Nikmatnya Hidup Sederhana

Al Qur`ân telah menegaskan bahwa tipologi
manusia, menghamburkan uang dan berfoya-foya saat berada dalam kondisi
berada, menghindari gaya kesederhanaan dan keseimbangan.
Allah Subhanahu wa Ta’ala berfirman :
وَلَوْ بَسَطَ اللَّهُ الرِّزْقَ لِعِبَادِهِ لَبَغَوْا
فِي الْأَرْضِ وَلَٰكِنْ يُنَزِّلُ بِقَدَرٍ مَا يَشَاءُ ۚ إِنَّهُ
بِعِبَادِهِ خَبِيرٌ بَصِيرٌ
Dan jikalau Allah melapangkan rizki kepada
hamba-hamba-Nya tentulah mereka akan melampaui batas di muka bumi,
tetapi Allah menurunkan apa yang dikehendaki-Nya dengan ukuran.
Sesungguhnya Dia Mahamengetahui (keadaan) hamba-hamba-Nya lagi
Mahamelihat. [asy-Syûra/42:27].
‘Ali bin Tsâbit rahimahullah berkata:
اْلعَقْــــــلُ آفَـتُهُ الْإِعْجَابُ وَالْغَضَــبُ وَالْمَالُ آفَـتُهُ التَّــبْذِيْرُ وَالنَّــهْبُ
التمهيد لابن عبد البر 7 / 250
التمهيد لابن عبد البر 7 / 250
Kelemahan akal itu bangga diri dan emosi
Dan penyakit harta itu pemborosan dan perampokan.
Dan penyakit harta itu pemborosan dan perampokan.
DUA PRINSIP PEMBELANJAAN DALAM ISLAM[1]
Secara global, Al-Qur`an telah menjelaskan cara
pengelolaan ekonomi dengan segala penjabarannya, yang intinya mencakup
dua hal. Inilah yang dimaksud dengan “ushûl iqtishâd”, yaitu husnun
nazhari fiktisâbil mâl (kecakapan mencari materi) dan husnun nazhar fi
sharfihi fi mashârifihi (kecakapan membelanjakan harta pada pos-pos
pengeluaran yang tepat). Lihatlah, bagaimana Allah Subhanahu wa Ta’ala
membuka jalan bagi perolehan ma’îsyah melalui cara-cara yang tetap
menjaga muru`ah dan agama (pekerjaan yang halal).
Allah Subhanahu wa Ta’ala berfirman :
Allah Subhanahu wa Ta’ala berfirman :
فَإِذَا قُضِيَتِ الصَّلَاةُ فَانْتَشِرُوا فِي الْأَرْضِ
وَابْتَغُوا مِنْ فَضْلِ اللَّهِ وَاذْكُرُوا اللَّهَ كَثِيرًا
لَعَلَّكُمْ تُفْلِحُونَ
Apabila telah ditunaikan shalat, maka
bertebaranlah kamu di muka bumi; dan carilah karunia Allah dan ingatlah
Allah banyak-banyak supaya kamu beruntung. [al-Jumu'ah/62:10].

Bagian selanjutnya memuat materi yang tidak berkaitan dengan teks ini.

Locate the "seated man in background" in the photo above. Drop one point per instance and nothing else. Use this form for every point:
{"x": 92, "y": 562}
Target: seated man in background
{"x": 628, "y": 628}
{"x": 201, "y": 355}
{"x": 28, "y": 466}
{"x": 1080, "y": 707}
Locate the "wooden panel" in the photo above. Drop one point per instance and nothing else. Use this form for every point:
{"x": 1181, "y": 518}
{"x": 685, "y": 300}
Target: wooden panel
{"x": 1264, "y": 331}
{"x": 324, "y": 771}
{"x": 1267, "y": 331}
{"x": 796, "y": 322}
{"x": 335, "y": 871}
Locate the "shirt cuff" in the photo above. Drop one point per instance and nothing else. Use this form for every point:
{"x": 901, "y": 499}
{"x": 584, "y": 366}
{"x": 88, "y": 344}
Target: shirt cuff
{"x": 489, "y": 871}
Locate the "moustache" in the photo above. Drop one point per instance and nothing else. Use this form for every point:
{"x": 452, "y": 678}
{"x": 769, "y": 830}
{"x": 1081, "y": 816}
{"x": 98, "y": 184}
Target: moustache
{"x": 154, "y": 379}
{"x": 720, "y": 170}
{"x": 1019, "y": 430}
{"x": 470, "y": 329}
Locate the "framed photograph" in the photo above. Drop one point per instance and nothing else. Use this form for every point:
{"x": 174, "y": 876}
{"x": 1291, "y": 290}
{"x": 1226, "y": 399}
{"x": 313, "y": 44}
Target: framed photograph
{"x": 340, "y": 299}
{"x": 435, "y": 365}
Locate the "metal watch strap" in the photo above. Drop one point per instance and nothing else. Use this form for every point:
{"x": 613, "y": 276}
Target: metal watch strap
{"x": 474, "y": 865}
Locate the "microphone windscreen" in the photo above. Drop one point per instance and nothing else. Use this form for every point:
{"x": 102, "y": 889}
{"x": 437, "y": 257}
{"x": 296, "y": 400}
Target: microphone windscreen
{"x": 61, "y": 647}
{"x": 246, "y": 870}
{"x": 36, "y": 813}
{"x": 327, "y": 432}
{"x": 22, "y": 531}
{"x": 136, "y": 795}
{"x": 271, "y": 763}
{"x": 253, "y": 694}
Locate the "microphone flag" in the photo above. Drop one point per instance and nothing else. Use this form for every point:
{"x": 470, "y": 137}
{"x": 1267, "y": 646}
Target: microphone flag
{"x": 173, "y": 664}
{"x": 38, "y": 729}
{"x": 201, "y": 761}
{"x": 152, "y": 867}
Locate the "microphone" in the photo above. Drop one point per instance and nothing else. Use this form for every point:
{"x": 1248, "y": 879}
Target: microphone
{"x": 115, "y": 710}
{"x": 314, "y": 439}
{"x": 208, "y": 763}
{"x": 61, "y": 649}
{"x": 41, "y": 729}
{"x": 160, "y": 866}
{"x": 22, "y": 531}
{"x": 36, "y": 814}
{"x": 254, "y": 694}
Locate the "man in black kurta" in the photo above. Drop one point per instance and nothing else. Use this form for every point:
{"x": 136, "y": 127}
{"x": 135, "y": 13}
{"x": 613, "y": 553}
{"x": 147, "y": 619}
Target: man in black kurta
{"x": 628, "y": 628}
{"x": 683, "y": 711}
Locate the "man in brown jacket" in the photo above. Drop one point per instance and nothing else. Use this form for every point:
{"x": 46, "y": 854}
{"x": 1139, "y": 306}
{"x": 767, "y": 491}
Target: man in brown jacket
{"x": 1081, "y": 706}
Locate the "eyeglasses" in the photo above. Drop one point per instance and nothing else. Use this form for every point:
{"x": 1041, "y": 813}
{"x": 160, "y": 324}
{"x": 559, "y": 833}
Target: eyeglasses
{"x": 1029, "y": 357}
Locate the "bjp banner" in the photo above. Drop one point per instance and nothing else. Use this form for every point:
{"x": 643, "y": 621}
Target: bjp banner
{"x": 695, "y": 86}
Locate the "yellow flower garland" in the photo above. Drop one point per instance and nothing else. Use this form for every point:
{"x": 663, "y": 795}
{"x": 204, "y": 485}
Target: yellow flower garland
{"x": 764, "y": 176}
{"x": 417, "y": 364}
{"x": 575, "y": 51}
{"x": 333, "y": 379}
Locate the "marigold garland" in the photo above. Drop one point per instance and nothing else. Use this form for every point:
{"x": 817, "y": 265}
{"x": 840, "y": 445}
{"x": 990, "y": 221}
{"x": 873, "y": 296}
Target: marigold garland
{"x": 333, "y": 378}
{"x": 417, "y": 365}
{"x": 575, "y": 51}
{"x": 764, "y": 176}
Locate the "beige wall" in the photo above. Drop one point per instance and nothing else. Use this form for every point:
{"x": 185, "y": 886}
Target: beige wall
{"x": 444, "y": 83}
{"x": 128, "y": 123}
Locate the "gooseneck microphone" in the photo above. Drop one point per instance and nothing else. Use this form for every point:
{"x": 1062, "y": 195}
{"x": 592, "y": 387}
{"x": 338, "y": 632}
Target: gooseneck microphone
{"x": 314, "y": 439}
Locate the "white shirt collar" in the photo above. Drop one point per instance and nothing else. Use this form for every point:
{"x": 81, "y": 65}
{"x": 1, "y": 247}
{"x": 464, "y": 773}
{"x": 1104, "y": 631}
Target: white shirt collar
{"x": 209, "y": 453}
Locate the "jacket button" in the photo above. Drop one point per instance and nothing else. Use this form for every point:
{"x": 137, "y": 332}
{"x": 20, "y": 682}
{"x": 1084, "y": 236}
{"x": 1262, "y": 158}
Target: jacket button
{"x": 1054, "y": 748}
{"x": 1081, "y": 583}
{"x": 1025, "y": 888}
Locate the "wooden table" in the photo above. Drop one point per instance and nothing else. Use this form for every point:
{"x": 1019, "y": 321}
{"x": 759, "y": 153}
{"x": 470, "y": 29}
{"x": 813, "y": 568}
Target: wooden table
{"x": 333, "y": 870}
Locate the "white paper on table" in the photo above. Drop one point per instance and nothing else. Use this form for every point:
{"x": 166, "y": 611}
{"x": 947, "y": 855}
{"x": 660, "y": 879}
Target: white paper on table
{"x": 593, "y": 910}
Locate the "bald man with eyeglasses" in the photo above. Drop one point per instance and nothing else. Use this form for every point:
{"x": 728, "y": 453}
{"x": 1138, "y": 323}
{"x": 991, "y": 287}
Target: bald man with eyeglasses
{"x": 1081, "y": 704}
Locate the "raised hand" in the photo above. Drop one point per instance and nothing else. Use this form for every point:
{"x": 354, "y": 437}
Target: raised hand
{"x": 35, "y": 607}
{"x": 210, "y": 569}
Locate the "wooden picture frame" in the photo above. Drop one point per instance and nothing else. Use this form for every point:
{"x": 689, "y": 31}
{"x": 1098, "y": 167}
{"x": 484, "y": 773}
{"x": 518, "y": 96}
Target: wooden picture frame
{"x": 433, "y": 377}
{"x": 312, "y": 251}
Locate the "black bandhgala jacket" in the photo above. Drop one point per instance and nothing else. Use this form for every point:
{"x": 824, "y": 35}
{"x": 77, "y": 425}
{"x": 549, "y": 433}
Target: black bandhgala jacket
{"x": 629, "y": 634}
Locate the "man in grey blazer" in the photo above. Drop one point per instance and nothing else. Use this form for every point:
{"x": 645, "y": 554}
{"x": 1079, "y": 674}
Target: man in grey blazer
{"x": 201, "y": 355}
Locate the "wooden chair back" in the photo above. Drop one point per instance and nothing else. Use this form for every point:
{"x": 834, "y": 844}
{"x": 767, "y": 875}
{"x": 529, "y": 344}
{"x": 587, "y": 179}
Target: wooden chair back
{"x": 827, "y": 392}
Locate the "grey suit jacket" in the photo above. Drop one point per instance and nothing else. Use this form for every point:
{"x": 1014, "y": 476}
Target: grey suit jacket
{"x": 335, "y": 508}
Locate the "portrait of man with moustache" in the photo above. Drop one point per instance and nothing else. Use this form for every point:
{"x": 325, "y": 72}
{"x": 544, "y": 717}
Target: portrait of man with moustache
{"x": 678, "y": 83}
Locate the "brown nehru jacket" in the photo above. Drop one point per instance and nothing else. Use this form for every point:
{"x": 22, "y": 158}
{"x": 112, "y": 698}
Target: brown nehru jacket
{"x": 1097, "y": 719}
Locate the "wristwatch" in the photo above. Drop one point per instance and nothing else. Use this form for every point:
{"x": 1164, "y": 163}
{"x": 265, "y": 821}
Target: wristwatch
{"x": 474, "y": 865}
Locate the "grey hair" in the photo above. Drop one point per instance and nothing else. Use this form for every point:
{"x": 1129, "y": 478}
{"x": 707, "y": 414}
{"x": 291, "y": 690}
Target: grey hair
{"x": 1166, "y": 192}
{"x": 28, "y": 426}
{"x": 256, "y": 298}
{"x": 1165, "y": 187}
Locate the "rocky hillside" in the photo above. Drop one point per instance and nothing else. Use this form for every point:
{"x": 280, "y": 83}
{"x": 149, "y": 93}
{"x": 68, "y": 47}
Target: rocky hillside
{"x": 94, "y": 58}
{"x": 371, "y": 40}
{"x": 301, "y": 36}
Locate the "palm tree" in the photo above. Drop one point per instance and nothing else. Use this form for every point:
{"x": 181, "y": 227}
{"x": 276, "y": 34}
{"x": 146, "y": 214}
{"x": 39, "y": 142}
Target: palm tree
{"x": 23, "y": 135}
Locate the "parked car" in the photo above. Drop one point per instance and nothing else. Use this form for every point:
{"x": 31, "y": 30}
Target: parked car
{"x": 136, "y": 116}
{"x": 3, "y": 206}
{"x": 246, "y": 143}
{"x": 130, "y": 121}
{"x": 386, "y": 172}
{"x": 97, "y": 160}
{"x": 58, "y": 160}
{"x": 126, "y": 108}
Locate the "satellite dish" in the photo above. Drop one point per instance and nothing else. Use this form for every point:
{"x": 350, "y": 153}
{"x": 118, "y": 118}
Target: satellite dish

Begitu pula Allah Subhanahu wa Ta’ala telah
memerintahkan agar manusia bersikap hemat dalam pembelanjaan. Allah
Subhanahu wa Ta’ala berfirman:
وَلَا تَجْعَلْ يَدَكَ مَغْلُولَةً إِلَىٰ عُنُقِكَ وَلَا تَبْسُطْهَا كُلَّ الْبَسْطِ فَتَقْعُدَ مَلُومًا مَحْسُورًا
Dan janganlah kamu jadikan tanganmu terbelenngu
pada lehermu dan janganlah kamu terlalu mengulurkannya karena itu kamu
menjadi tercela dan menyesal. [al-Isrâ`/17:29]
Selanjutnya, Allah Subhanahu wa Ta’ala melarang
membelanjakan harta pada perkara-perkara yang terlarang. Allah Subhanahu
wa Ta’ala berfirman:
إِنَّ الَّذِينَ كَفَرُوا يُنْفِقُونَ أَمْوَالَهُمْ
لِيَصُدُّوا عَنْ سَبِيلِ اللَّهِ ۚ فَسَيُنْفِقُونَهَا ثُمَّ تَكُونُ
عَلَيْهِمْ حَسْرَةً ثُمَّ يُغْلَبُونَ ۗ وَالَّذِينَ كَفَرُوا إِلَىٰ
جَهَنَّمَ يُحْشَرُونَ
Sesungguhnya orang-orang yang kafir itu,
menafkahkan harta mereka untuk menghalangi (orang) dari jalan Allah.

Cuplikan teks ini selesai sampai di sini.